Hasil survey yang dilakukan Rumah.com Property Affordability Index Semester Pertama 2018 menunjukkan, sebanyak 66% responden merasa puas dengan iklim properti selama tahun 2018. Ada sedikit penurunan dibandingkan dengan semester sebelumnya yang mencapai 67%, tapi ada peningkatan sebesar 4% bila di bandingkan dengan semester yang sama di tahun sebelumnya.

Di jelaskan Manager Realti Familia Urban, PT Timah Karya Persada Properti, Teguh Suhanda, bahwa potensi di tiga bulan terakhir tahun ini lebih menyasar peluang pasar yang ada di pameran akhir kuartal ke tiga.

“Selain mengacu pada pameran, kami juga lakukan pameran secara periodik di salah satu mal di Bekasi. Strategi ini efektif, karena memang pengunjung mal-nya sesuai dengan pangsa pasar yang diincar. Tiap bulan, rata-rata kami bisa menjual 30-35 unit. Harga rumah di Familia Urban sekarang sudah Rp400 jutaan, di mana saat awal launching masih Rp380 juta,” jelas Teguh Suhanda, di Jakarta, belum lama ini.

PT Timah Karya Persada Properti yang menangani proyek perumahan Familia Urban yang berlokasi di Kecamatan Mustika Jaya, Bekasi, memiliki target hingga akhir tahun 2018 sebesar Rp 188 miliar. “Akan tetapi melihat kondisi yang kurang memungkinkan, pihaknya merevisi target menjadi Rp133 miliar. Revisi juga merupakan imbas dari kenaikan harga konstruksi pasca pelemahan rupiah. 20% material yang kami gunakan untuk bangun rumah di Familia Urban adalah barang impor. Menyiasati hal ini, maka kami bangun tipe-tipe kecil demi mendongkrak penjualan,” tukas Teguh.

Lanjut Teguh, pihaknya berharap ada stimulus dari Pemerintah guna memajukan pasar properti, diantaranya kestabilan suku bunga dan nilai jual building material.

Secara terpisah, Direktur Realty PT PPUrban, Budi Suanda, mengatakan kalau pihaknya sedang berupaya pro aktif mensosialisasikan branding kemasyarakat selama Q4 tahun 2018.
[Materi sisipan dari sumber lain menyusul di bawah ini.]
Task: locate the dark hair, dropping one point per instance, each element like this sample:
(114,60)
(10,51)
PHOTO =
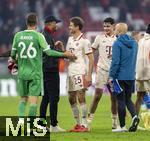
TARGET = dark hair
(109,20)
(77,21)
(31,19)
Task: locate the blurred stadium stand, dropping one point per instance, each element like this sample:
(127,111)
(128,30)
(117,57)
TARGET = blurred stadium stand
(12,14)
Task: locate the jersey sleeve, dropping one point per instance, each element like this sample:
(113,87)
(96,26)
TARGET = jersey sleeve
(46,48)
(95,44)
(87,47)
(14,48)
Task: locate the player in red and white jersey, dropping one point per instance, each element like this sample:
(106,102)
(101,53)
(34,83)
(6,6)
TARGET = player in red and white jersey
(79,75)
(103,43)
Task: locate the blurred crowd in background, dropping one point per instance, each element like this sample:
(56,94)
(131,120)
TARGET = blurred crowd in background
(136,13)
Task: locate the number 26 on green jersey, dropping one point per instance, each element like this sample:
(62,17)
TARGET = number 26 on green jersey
(29,53)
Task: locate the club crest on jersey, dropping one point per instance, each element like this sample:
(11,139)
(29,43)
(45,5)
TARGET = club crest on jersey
(77,44)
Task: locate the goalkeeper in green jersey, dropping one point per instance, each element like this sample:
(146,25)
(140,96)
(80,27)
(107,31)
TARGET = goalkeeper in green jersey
(27,49)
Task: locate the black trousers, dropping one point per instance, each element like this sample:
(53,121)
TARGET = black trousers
(124,100)
(51,96)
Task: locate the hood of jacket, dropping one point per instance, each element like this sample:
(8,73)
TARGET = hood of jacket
(127,40)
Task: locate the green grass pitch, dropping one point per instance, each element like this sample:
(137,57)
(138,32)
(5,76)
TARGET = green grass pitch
(100,128)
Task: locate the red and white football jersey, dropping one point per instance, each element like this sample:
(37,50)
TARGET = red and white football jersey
(80,47)
(104,45)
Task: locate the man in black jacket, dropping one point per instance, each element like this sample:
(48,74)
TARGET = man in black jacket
(51,76)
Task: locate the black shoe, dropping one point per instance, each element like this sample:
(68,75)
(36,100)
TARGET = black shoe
(134,124)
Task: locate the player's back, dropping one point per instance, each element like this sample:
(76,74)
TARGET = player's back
(29,54)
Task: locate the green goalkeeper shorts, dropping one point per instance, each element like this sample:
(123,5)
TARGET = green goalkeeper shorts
(30,87)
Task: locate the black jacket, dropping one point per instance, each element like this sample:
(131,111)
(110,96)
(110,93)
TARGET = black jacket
(50,64)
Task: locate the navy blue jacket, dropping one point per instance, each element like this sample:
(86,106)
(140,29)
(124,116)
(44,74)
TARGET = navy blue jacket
(124,52)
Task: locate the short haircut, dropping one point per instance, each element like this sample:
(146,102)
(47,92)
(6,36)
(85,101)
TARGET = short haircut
(77,21)
(31,19)
(109,20)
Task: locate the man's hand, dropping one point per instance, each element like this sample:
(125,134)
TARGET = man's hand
(60,45)
(69,55)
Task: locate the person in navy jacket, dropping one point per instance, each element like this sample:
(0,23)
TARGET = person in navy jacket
(124,53)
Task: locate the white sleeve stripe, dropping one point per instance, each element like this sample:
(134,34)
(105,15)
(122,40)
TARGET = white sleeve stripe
(48,47)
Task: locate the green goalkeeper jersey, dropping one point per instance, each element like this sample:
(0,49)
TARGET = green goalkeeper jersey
(27,48)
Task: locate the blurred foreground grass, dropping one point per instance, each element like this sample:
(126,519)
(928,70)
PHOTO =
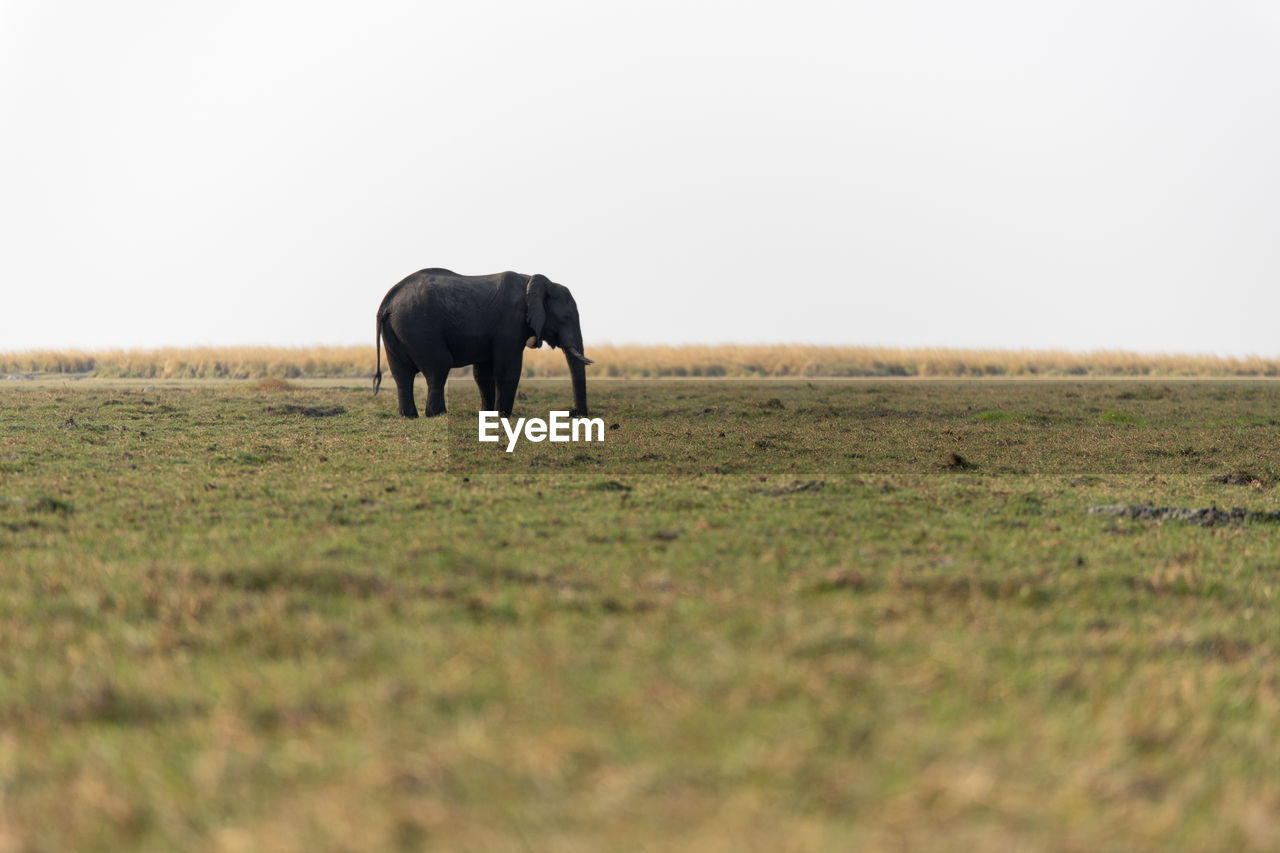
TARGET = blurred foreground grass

“Ini untuk mengejar target penjualan sebesar 1.000 unit, dan baru terealisasi 50 % dalam kurun waktu sepuluh bulan ini. Kalau untuk URBANtown Serpong, kami tawarkan harga Rp9 jutaan per meter persegi. Jika dirasa masih kurang terjangkau, konsumen dapat memilih URBANtown Karawang yang hanya dengan Rp8 jutaan per meter,” rinci Budi Suanda.

Sementara itu untuk pemerintah jelang tutup tahun 2018 ini, Budi Suanda berharap adanya insentif khusus untuk hunian murah seperti Anami. “Kami ingin ada bantuan dari sisi insentif dan rate daripada IMB-nya. Terlebih sekarang harga bangunan naik, dan tanpa disadari jika kondisinya terus berlanjut akan menekan konsumen,”pungkasnya.